On the right are two Sedums, one merely a cluster of leaves and the other in flower. Sedums belong to a large family widely distributed over the northern hemisphere. The majority of the species grow in temperate regions but when they are found in latitudes nearer the equator, they appear on mountain slopes. They have the ability to use cracks in the rocks and to cling to the surface, whether in the rock garden or in the wild. They were known to the Ancients and also to the medieval herbalists, but they were not listed until Linnaeus wrote his Species Plantarum fifty years after these paintings were completed. Then there were only fifteen known species but now over *five hundred have been identified, mainly due to the plant hunters' explorations of Mexico and western China. For this reason it is difficult to decide which species Kychicus has painted, so perhaps it is as well to leave it with his designation- 'Sedum with a white flower'. 

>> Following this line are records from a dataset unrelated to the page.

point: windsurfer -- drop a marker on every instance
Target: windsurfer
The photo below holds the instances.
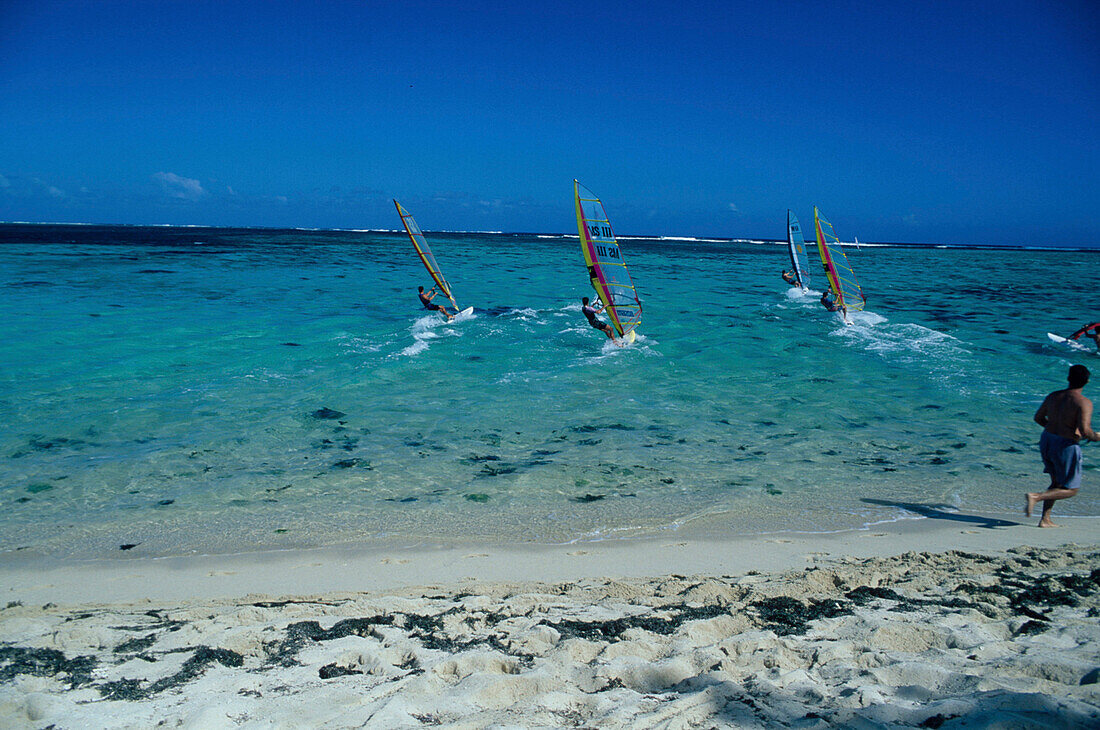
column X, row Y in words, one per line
column 1093, row 334
column 1066, row 418
column 590, row 313
column 426, row 300
column 832, row 306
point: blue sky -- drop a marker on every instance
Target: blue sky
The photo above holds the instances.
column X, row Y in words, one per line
column 938, row 122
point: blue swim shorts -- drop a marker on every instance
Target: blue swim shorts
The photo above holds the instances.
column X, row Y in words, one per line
column 1062, row 460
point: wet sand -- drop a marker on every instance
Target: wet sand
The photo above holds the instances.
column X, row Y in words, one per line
column 969, row 622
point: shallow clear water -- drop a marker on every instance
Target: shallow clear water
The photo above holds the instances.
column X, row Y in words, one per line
column 161, row 386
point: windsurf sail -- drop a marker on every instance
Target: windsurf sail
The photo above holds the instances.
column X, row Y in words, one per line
column 606, row 268
column 842, row 279
column 421, row 247
column 796, row 246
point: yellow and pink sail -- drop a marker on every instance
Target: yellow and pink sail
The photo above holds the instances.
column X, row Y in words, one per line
column 606, row 268
column 426, row 256
column 842, row 279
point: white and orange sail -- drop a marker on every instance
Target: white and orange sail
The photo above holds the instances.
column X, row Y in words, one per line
column 426, row 256
column 606, row 268
column 842, row 279
column 796, row 247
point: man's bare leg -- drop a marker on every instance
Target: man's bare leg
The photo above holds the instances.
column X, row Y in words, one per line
column 1047, row 498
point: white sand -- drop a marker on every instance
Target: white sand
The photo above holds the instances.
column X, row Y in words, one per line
column 927, row 623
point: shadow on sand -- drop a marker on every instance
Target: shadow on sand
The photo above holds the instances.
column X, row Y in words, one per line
column 938, row 512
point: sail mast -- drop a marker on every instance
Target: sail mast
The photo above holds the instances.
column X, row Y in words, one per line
column 426, row 256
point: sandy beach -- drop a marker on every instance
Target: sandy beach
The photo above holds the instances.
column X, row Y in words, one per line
column 963, row 621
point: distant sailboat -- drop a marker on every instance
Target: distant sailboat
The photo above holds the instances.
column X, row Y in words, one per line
column 842, row 279
column 606, row 268
column 795, row 246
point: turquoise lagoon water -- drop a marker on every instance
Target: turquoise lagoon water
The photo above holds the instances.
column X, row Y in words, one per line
column 167, row 387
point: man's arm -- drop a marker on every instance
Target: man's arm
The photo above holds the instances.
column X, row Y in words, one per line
column 1085, row 421
column 1041, row 415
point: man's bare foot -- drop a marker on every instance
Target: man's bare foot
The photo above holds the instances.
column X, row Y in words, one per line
column 1032, row 498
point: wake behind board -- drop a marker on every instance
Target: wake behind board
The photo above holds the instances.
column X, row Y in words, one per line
column 464, row 314
column 1065, row 341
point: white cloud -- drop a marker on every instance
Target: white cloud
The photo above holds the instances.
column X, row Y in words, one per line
column 175, row 186
column 51, row 190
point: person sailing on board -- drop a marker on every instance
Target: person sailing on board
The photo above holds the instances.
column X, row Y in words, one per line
column 1092, row 332
column 832, row 306
column 426, row 300
column 590, row 313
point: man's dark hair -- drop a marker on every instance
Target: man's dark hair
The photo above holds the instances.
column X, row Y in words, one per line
column 1078, row 376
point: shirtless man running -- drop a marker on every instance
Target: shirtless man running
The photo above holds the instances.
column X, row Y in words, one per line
column 1066, row 418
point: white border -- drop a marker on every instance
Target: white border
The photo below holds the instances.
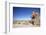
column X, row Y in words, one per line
column 22, row 5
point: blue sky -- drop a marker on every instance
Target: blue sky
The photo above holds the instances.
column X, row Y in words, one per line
column 23, row 13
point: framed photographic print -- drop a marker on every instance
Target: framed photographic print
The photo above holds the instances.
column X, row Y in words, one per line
column 22, row 15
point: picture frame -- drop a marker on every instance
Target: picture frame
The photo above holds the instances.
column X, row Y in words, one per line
column 9, row 8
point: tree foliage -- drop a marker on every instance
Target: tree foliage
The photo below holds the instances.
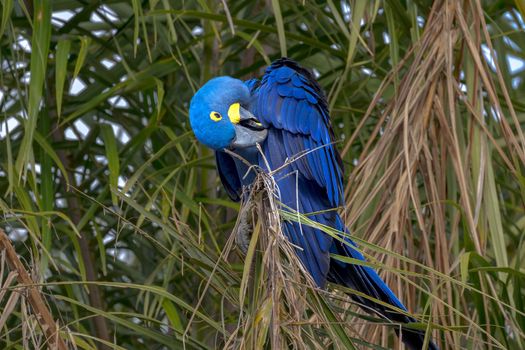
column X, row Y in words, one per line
column 119, row 216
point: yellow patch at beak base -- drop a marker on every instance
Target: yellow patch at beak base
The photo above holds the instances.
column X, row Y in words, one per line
column 234, row 113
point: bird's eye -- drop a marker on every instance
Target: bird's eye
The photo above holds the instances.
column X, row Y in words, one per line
column 215, row 116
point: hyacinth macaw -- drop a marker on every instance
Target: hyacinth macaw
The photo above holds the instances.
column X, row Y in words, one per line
column 286, row 113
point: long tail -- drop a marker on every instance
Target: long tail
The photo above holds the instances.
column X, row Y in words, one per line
column 365, row 280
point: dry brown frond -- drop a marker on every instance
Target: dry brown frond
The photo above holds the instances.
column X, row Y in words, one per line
column 395, row 183
column 28, row 290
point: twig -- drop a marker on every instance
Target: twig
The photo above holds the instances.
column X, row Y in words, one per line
column 43, row 315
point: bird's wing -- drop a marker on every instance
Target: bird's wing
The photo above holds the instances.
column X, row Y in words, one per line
column 292, row 106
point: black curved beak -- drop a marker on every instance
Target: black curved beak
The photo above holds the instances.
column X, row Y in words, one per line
column 248, row 130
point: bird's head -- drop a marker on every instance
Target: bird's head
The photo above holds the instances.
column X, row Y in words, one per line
column 220, row 116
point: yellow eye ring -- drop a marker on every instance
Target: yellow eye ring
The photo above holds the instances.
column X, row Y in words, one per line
column 215, row 116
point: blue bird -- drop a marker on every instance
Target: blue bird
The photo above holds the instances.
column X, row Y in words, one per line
column 286, row 113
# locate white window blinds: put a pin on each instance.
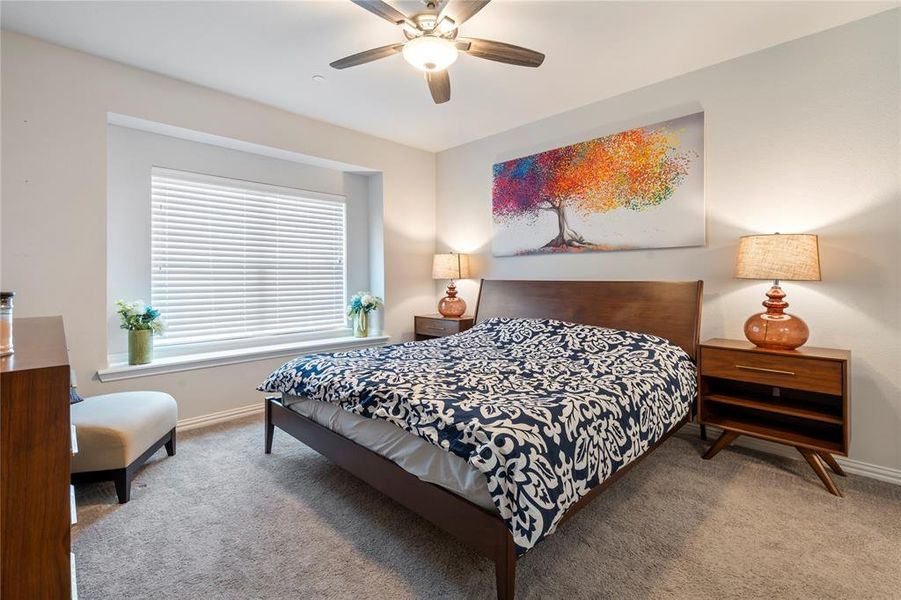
(233, 259)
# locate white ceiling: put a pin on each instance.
(269, 51)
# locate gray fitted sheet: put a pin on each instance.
(414, 455)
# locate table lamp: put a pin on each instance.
(793, 257)
(451, 266)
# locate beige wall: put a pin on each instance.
(802, 137)
(54, 211)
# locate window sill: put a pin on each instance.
(175, 364)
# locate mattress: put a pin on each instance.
(545, 410)
(412, 454)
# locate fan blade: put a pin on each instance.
(384, 10)
(461, 10)
(439, 85)
(501, 52)
(367, 56)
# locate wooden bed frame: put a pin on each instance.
(667, 309)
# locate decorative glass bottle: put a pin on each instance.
(361, 324)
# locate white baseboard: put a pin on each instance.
(218, 417)
(855, 467)
(852, 466)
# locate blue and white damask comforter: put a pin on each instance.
(545, 409)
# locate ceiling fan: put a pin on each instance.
(433, 44)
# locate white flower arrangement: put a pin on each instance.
(363, 302)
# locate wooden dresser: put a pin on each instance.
(426, 327)
(35, 452)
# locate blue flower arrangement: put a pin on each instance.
(134, 316)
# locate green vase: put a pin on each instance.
(361, 325)
(140, 346)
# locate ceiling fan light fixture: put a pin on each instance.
(429, 53)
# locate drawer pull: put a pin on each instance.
(749, 368)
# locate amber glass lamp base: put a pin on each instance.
(450, 305)
(775, 328)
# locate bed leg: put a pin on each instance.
(505, 569)
(270, 428)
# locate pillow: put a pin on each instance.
(74, 396)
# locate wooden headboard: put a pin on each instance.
(668, 309)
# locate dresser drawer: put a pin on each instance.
(777, 370)
(438, 327)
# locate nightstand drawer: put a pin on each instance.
(778, 370)
(438, 327)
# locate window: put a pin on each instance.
(233, 260)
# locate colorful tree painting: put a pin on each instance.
(634, 170)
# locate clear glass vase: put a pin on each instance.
(361, 324)
(140, 346)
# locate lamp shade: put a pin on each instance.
(791, 257)
(450, 266)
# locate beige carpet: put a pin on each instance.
(223, 520)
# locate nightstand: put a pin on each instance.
(426, 327)
(794, 397)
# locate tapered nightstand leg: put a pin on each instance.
(814, 461)
(833, 464)
(726, 438)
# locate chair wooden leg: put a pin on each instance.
(833, 464)
(505, 570)
(726, 438)
(123, 485)
(170, 445)
(813, 460)
(270, 428)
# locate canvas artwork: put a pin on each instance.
(641, 188)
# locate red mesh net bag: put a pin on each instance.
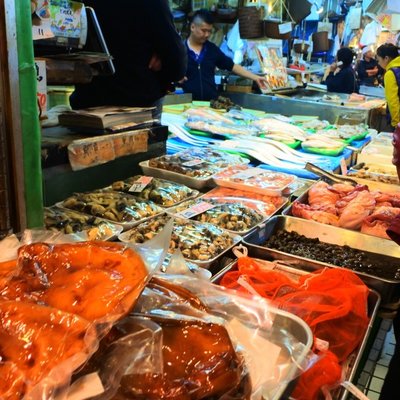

The elongated flower spikes are throwing me a bit on this and the general oddness of the rosettes, I seriously thought the other plant not in flower was an Echeveria. I'm pretty sure due to its age and that the other plants are European in nature that the flowering plant is Sedum album the white stonecrop. The other plant that is just a rosette (if we infer that its also from Europe) is a form of Sempervivum, probably tectorum.